ARTS NEWS

NEA Announces Oregon Award Winners

Thirteen Oregon organizations won a total of $342,500, with the Oregon Shakespeare Festival taking home $100,000 and poet B.T. Shaw $25,000.

By Aaron Scott November 28, 2012

 

Yesterday, the National Endowment for the Arts announced its awards for the fiscal year 2013 grants, and 13 Oregon organizations are among the lucky recipients for a total state amount of $342,500. Among the highlights: the biggest prize, $100,000, goes to the Oregon Shakespeare Festival, poet B.T. Shaw wins a literary fellowship of $25,000, and Portland Playhouse will recieve $10,000 to develop its world premiere of Ursula K. Le Guin's The Left Hand of Darkness, in collaboration with Hand2Mouth Theatre.

Here are all the deserving winners, their amounts, and their proposed projects:

  • Homowo African Arts & Cultures (aka Obo Addy Legacy Project): $12,500
    To support The Masters Project, a tribute concert for NEA National Heritage Fellow Obo Addy. The focus of the project is to honor the life and legacy of Ghanaian drummer Obo Addy, who passed away on September 13, 2012.
  • Miracle Theatre Group: $25,000
    To support the development and premiere of Dance for a Dollar, an original dance/theater play, co-created by writer Mariana Carreno King and director/choreographer Daniel Jaquez, exploring the contemporary urban immigrant experience through story, movement, and dance from traditional to folkloric styles.
  • Neskowin Coast Foundation (aka Sitka Center for Art and Ecology) in Otis, OR: $10,000
    To support 28 residencies for American emerging and mid-career artists.
  • Northwest Professional Dance Project: $10,000
    To support the creation and presentation of a new work by artistic director and choreographer Sarah Slipper.
  • Oregon Children's Theatre Company: $40,000
    To support the commissioning of Eric Coble to create Gathering Blue, an adaptation of Lois Lowry's novel for young audiences.

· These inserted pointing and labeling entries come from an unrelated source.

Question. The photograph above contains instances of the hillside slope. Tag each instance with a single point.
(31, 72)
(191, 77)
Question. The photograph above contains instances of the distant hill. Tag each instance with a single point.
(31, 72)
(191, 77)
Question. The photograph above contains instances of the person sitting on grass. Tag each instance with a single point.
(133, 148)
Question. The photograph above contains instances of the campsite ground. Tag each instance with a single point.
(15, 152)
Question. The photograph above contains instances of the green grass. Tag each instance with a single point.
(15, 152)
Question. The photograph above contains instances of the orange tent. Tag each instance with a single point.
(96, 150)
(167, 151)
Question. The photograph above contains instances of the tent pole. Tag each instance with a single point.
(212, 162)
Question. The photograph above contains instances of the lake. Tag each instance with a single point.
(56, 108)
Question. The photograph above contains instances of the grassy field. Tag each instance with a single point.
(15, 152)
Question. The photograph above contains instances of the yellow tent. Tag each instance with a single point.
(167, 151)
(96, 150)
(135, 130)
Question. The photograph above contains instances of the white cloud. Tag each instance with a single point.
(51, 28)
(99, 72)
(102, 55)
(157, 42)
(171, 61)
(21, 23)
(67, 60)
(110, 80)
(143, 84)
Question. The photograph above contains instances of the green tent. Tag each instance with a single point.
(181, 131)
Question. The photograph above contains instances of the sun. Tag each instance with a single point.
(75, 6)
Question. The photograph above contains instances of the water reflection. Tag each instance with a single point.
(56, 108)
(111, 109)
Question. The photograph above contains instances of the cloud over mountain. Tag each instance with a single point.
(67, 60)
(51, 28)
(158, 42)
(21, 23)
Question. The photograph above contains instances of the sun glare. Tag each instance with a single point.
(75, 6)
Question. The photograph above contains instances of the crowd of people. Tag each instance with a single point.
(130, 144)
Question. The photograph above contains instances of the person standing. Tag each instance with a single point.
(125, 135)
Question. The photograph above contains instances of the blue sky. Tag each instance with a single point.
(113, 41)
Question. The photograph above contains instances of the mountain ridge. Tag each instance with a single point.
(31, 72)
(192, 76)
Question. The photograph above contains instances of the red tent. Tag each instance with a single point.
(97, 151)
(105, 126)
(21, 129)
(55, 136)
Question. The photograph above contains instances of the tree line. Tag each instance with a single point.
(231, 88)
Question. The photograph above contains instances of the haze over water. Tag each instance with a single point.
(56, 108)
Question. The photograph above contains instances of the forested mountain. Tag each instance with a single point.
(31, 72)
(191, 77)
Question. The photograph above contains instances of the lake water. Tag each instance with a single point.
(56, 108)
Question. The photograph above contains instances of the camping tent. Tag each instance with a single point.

The play takes place in a futuristic society controlled by secretive, ruthless authorities, and is designed to spark discussions and critical thinking among middle school aged audiences.
  • Oregon Shakespeare Festival: $100,000
    To support the world premiere production of The Liquid Plain by Naomi Wallace, directed by Kwame Kwei-Armah. The play tells the story of a 1791 slave ship murder and was commissioned by the theater as part of American Revolutions: The United States History Cycle, a series of commissions inspired by times of transformation, innovation, challenge, or conflict in American history.
  • Portland Art Museum on behalf of Northwest Film Center: $20,000
    To support the Northwest Filmmakers' Festival and regional tour to Alaska, Idaho, Montana, and British Columbia.
  • Portland Center Stage: $20,000
    To support the 15th annual JAW (Just Add Water): Playwrights Festival.
    Portland Opera Association Inc.: $15,000
    To support a new production of Handel's Rinaldo, its second collaboration with the Portland Baroque Orchestra.
  • Portland Playhouse: $10,000
    To support The Left Hand of Darkness, a new play adapted from Ursula K. Le Guin's 1969 science fiction novel. Co-produced with Hand2Mouth Theatre (H2M), a Portland-based ensemble, and directed by H2M Artistic Director Jonathan Walters, the play will use the conventions of science fiction to explore bigotry and ask universal questions about tolerance.
  • Shaw, B. T.: $25,000
    A literary fellowship for the gifted poet, who is leaving the state for Vietnam.
  • University of Oregon on behalf of Oregon Bach Festival: $25,000
    To support the commissioning of a new work for chorus and orchestra by James MacMillan for the Oregon Bach Festival.
  • White Bird: $30,000
    To support dance performances in the White Bird Uncaged series, which features companies like Compagnie Marie Chouinard (Canada) and Abou Lagraa (France/Algeria) at PSU’s Lincoln Hall.